At that point, the applicant was provided with a note certifying this event and stating that she could return to work without restrictions on October 17, 2016. The applicant sent her supervisor a message by text advising of what was happening as well a photograph of herself in hospital. Her supervisor responded by texting back: ‘Just take care of yourself.’

However, later that day, the applicant received another text message from her supervisor informing her that she could pick up her termination papers. Despite the supervisor noting that she “didn’t want to do it this way,” the applicant had been fired while in hospital.

According to the supervisor, the decision to terminate the applicant had been made a week prior but not communicated to the applicant. The decision was made by Nina Maloo, and the supervisor had agreed with the decision, despite the applicant having received no formal warnings or indication her job might be in jeopardy.

Adjudicator Janczur took particular note of the information noted in the ‘comments section’ of the Record of Employment (ROE) that the applicant received after being terminated.

“The ROE indicated that she had been dismissed. In the Comments section of the ROE, Karen Wyatt (“Wyatt”), the respondents’ bookkeeper wrote: “unreliable – inability to work scheduled hours – often not providing adequate notice if she was going to be late for her shift or of illness [emphasis added],” the Tribunal decision reads.

Those comments led to an Employment Insurance (EI) investigation after the applicant applied for EI, and which she was eventually granted.

In the end, Adjudicator Janczur found that Highpoint Management breached the Human Rights Code when they terminated the applicant’s employment.

“The applicant was terminated for absences, many of which were disability related.

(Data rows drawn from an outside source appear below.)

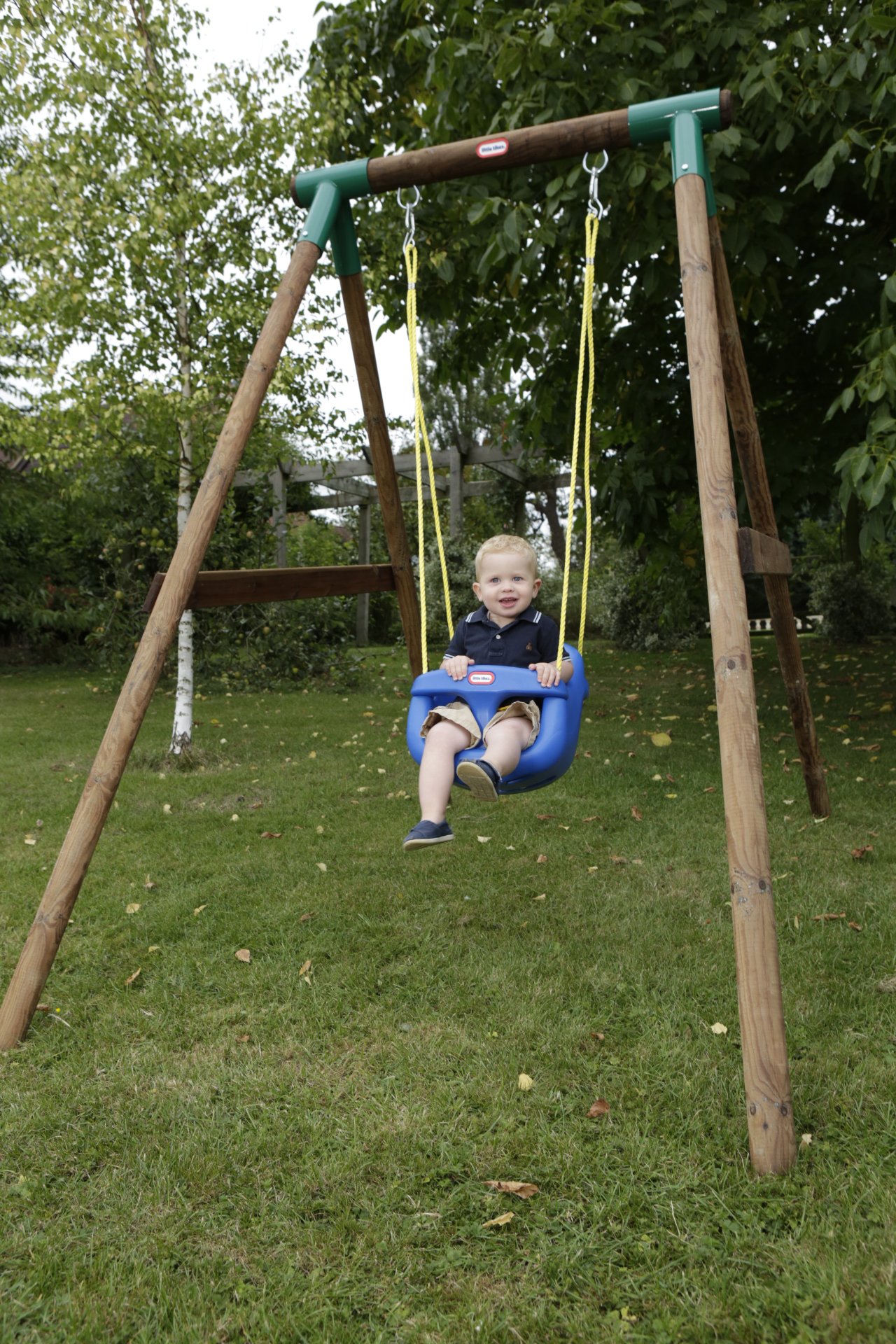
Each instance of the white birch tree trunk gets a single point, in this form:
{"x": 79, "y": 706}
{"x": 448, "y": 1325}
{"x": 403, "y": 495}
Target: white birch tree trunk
{"x": 182, "y": 733}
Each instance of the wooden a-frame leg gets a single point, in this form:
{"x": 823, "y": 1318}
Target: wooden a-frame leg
{"x": 105, "y": 774}
{"x": 770, "y": 1121}
{"x": 752, "y": 470}
{"x": 390, "y": 502}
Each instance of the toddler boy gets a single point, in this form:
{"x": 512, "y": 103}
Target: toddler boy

There can be no question that her disability, a protected ground under the Code, was a factor in her termination. The applicant said that around eighty percent of her absences were related to her disability and the respondents did not meaningfully challenge this in cross-examination of the applicant nor did they keep records as to why she was absent,” Janczur said in the decision.

“In any event, the respondents were aware of the applicant’s disability before her admission to hospital, when they claim the decision was made, and I find that by that time the applicant’s need for accommodation was well apparent.”

Based on the applicant’s ROE, the Tribunal determined the applicant’s average weekly pay was $280.33 and fined Highpoint Management and Highpoint Developments Inc. $5,045.93 for the 18 weeks of lost wages between the time of the applicant’s termination and the time she was awarded EI.

Furthermore, Janczur decided that the applicant’s claims of ‘general damages for injury to dignity, feelings and self-respect’ were founded, and granted the applicant’s request for $22,500 in general damages.

“I find that the manner in which the applicant was terminated was cruel and punitive. She was hospitalized for a serious and painful condition and the difficulty of that episode in her life was compounded by being told that she had lost her job,” Janczur said in the decision.

“Loss of employment is almost always a shocking and traumatic event for an individual. In this case, it would have been compounded by the fact that the applicant was a valued employee who had every reason to believe that she was doing a good job and had no reason to suspect that her employment was in jeopardy.”

Highpoint Management Inc. and Highpoint Developments Inc. will pay the applicant post-judgment interest at a rate of two per cent on any amounts outstanding commencing 30 days from the date of the decision (Tuesday, Mar. 5, 2019).